Un’opportunità di riconversione dall’agrobusiness imperante che può contare sugli oltre 200 miliardi di euro del famigerato Recovery Found e su altri 300 miliardi circa della prossima Politica Agricola Comune (PAC). Misure, non a caso, al centro di forti pressioni delle lobby e di un acceso dibattito politico per orientare le ricchissime dotazioni.

La storia di Agitu che, con soli 200 euro di partenza, quindi dal nulla, è riuscita a reinventarsi realizzando un’agricoltura che ha rispetto per il territorio, del cibo, individuando terreni abbandonati per farne risorsa al servizio di un allevamento ormai in via d’estinzione, quello delle capre mòchene e riuscendo a realizzare in cinque anni un caseificio dove trasformare il latte da esse prodotto, ci consegna un nuovo umanesimo possibile che può partire solo dalla nostra capacità di cambiare il modo di pensare e che, forte di un’altra prospettiva, può trovare soluzioni più semplici di quanto non si possa immaginare a problemi molto complessi invertendo il rapporto che abbiamo e che siamo costretti ad avere con ciò che mangiamo, liberandoci da un modo di fare che ci ha portati a farci “mangiare dal cibo” facendoci credere che sia l’unico modo possibile o l’unico degno di essere praticato; un modello che devasta le campagne dal punto di vista sociale ed ecologico e crea iniquità ovunque. De-industrializzare il mondo del cibo è l’unico processo possibile per cambiare passo che non significa ridurne le potenzialità produttive o l’efficienza come spesso vogliono spingerci a credere, basti pensare alla concezione sbagliata e diffusa dagli industriali della trasformazione che vuole il grano italiano e del Sud essere considerato poco idoneo alle produzioni rispetto a quello estero. De-industrailizzare significa invece restituire al cibo la sua dimensione naturale in cui gli uomini possono realizzare e godere davvero dei frutti della Terra costruendo alternative come Agitu ci ha mostrato; un esempio in cui, più che altrove, il modello non è stato imposto dall’alto ma lo si è lasciato all’iniziativa della comunità di un territorio che è stato capace intorno alla figura di una donna etiope di ricostruire un sistema di reti locali e su base comunitaria sostenibile, un sistema umano in cui il cibo è tornato ad essere prodotto, consumato e goduto nei modi e nei tempi che solo un territorio sa e può imporre.
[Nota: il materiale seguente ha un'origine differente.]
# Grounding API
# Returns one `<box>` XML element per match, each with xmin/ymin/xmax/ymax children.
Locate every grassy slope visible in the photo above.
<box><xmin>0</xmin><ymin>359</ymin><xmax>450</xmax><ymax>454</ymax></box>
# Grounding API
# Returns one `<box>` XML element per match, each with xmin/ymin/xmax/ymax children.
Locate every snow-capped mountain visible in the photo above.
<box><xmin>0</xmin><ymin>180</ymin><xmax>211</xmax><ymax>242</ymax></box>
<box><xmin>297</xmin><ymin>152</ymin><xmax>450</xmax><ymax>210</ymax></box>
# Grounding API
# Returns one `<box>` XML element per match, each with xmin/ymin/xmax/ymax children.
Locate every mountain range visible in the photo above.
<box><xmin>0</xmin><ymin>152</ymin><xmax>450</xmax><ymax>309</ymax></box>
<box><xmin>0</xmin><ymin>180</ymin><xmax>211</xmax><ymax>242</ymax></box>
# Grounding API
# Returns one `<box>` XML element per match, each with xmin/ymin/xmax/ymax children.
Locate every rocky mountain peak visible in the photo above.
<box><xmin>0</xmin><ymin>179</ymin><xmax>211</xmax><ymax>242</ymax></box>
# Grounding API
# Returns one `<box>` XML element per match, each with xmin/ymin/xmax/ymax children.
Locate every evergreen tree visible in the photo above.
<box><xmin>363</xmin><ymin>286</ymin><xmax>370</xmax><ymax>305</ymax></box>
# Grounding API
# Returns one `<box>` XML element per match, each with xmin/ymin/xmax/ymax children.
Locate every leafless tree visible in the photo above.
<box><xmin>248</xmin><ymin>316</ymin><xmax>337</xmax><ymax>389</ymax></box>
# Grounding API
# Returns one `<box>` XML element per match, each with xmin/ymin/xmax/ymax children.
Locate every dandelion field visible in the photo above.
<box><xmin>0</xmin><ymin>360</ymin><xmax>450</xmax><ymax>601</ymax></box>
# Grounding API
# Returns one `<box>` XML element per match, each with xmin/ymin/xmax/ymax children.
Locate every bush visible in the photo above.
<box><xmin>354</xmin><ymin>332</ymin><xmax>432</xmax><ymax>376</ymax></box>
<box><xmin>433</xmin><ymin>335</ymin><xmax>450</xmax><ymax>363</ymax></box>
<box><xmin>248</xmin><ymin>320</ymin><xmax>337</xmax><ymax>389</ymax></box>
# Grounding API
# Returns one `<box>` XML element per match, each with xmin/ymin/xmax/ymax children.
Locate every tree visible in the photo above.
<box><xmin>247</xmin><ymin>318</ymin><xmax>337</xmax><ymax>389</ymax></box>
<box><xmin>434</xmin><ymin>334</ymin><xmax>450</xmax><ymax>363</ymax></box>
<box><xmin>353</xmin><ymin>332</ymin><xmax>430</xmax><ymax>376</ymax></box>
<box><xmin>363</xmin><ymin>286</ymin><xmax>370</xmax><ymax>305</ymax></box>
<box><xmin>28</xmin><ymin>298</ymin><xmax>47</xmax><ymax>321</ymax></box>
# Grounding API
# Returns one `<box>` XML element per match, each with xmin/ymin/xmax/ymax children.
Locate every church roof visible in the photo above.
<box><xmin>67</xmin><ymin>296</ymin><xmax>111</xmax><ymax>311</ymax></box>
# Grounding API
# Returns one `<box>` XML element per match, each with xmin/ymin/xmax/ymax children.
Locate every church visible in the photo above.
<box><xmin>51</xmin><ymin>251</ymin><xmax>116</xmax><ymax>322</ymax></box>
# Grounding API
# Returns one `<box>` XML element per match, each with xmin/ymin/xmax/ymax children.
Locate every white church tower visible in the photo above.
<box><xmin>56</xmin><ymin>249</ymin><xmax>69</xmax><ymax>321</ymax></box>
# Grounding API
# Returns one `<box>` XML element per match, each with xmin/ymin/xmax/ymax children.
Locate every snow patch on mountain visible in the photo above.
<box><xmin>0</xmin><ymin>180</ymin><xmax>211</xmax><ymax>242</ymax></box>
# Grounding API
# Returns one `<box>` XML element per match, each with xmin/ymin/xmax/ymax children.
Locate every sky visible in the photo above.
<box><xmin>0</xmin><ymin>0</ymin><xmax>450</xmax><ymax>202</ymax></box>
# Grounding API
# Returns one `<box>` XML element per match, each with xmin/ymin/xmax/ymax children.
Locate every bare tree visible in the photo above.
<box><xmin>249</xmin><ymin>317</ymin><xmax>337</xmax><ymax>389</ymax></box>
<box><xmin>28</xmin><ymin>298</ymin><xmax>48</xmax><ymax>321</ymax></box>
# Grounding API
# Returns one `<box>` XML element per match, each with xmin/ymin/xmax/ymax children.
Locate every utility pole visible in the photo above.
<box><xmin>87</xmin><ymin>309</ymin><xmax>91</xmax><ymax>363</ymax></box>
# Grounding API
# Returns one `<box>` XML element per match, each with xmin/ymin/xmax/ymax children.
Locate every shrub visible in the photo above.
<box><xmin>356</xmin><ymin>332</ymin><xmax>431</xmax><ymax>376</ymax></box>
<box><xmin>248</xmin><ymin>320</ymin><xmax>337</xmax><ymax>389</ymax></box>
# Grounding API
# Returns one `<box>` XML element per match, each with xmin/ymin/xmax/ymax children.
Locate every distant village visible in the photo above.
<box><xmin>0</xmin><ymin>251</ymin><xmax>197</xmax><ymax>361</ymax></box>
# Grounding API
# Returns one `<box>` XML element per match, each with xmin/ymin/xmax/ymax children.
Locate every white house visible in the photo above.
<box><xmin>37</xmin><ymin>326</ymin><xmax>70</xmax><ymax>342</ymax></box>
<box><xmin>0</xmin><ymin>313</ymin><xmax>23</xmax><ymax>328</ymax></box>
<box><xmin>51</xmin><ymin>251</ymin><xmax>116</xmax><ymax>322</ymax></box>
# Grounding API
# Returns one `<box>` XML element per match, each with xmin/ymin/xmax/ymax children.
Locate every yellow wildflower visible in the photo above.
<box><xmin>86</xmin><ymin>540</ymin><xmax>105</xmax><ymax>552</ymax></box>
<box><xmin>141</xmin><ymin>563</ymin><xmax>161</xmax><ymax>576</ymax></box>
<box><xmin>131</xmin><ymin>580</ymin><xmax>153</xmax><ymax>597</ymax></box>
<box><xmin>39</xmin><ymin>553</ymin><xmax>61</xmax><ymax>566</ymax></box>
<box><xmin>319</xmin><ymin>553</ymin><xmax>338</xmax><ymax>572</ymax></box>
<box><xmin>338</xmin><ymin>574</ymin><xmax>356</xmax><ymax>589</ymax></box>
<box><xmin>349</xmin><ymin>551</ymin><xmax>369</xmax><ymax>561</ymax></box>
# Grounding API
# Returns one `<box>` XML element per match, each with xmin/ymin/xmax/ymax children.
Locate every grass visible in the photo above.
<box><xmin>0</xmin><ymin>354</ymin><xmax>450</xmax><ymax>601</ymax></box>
La storia di Agitu oltre a parlarci del suo coraggio ci parla di una generazione che sta spingendo per il cambiamento. Un cambiamento che va oltre le false narrazioni della politica, e fa i conti con i veri fatti – visto che a lor signori questa parola piace cosi tanto – che il mondo sta sopportando in questi mesi e non le gli atti di rapina alle spese dell’ambiente, della natura e quindi di noi stessi. Attraverso Agitu la Natura ci parla e ci dice che nonostante le mani rapaci di qualcuno può donarci ancora sostentamento. Se una ragazza etiope ce l’ha fatta senza avere un euro in tasca trasferendo dalla sua terra fino in Trentino Alto Adige quel po’ di conoscenza del mestiere vuol dire che l’agricoltura è ancora il settore primario per eccellenza. In agricoltura nessuno può ricattare nessuno. Basta la voglia di fare. L’agricoltura è ancora la fonte primaria di sostentamento che può diventare una inedita chiave di ricchezza per un paese allo sbando, vittima privilegiata delle bocche fameliche della finanza. Ovvio, se il settore primario deve diventare ancora una volta l’architrave per la ripresa economica, considerando che il “made in Italy” è ancora il passpartout che apre i mercati mondiali, non può esserlo sulla base del semplice volontarismo. Ancora una volta torna quindi in primo piano un concetto, quello della Politica economica, lasciato alle ortiche proprio per servire meglio i poteri forti della finanza. E quale migliore occasione se non le risorse che arriveranno dall’Europa.